Filmée au Théâtre Bolchoï en janvier 2020 – soit une éternité, vue la perte de repères occasionnée en France par divers confinements et couvre-feu –, cette production permet à Dmitri Tcherniakov de revenir à la musique de Rimski-Korsakov [lire nos critiques des DVD La fiancée du tsar, La fille de neige et La légende de la ville invisible de Kitège]. Par le biais d’un parc à thème, un quidam joue Sadko sans aucun déguisement, contrairement aux acteurs qui l’entourent, tous plongés dans l’ancien temps – costumes d’Elena Zaitseva. Pour amplifier cette mise en abyme temporelle, cette approche distanciée, Tcherniakov intègre des éléments de décors peints jadis par Apollinaire Vasnetsov (1901), Constantin Korovine (1906), Vladimir Egorov (1912), Ivan Bilibine (1914), Nicolas Roerich (1920) et Fedor Fedorovski (1949). Mais on le sent peut inspiré par le sujet qu’il traite souvent avec un kitsch effarant (le ballet sous-marin), épuisant le public par des gesticulations qui n’empêchent pas l’ennui. À sa décharge, la fosse n’est pas plus passionnante : avare de finesses, Timour Zangiev offre une lecture brouillonne et empesée qui ne répond pas aux chatoiements attendus.

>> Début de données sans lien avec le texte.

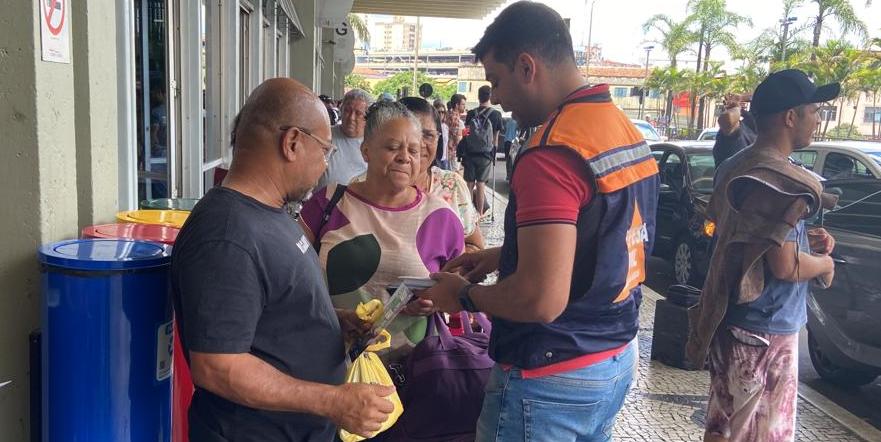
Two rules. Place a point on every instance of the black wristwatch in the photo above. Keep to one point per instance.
(465, 298)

Pour nous consoler de la déception d’une féérie ratée, il reste une distribution impeccable. Nazhmiddin Mavlyanov, solide rôle-titre, rencontre successivement Iouri Minenko (Nezhata), contre-ténor nuancé d’un grand souffle, le duo irréprochable formé par Mikhaïl Petrenko (Whistle) et Maxim Paster (Fife), puis le trio de marchands : Dmitri Ulyanov, ample Varège – nom donné aux Vikings de Suède par les Slaves orientaux –, Alexeï Nekloudov, Indien clair, et Andreï Zhilikhovsky, Vénitien vaillant, très timbré. Stanislav Trofimov incarne un Roi des mers fort expressif. Leurs consœurs ne déméritent pas, et l’on goûte avec grand plaisir le chant facile et limpide d’Aida Garifullina, celui bien mené d’Ekaterina Semenchuk, au phrasé si généreux.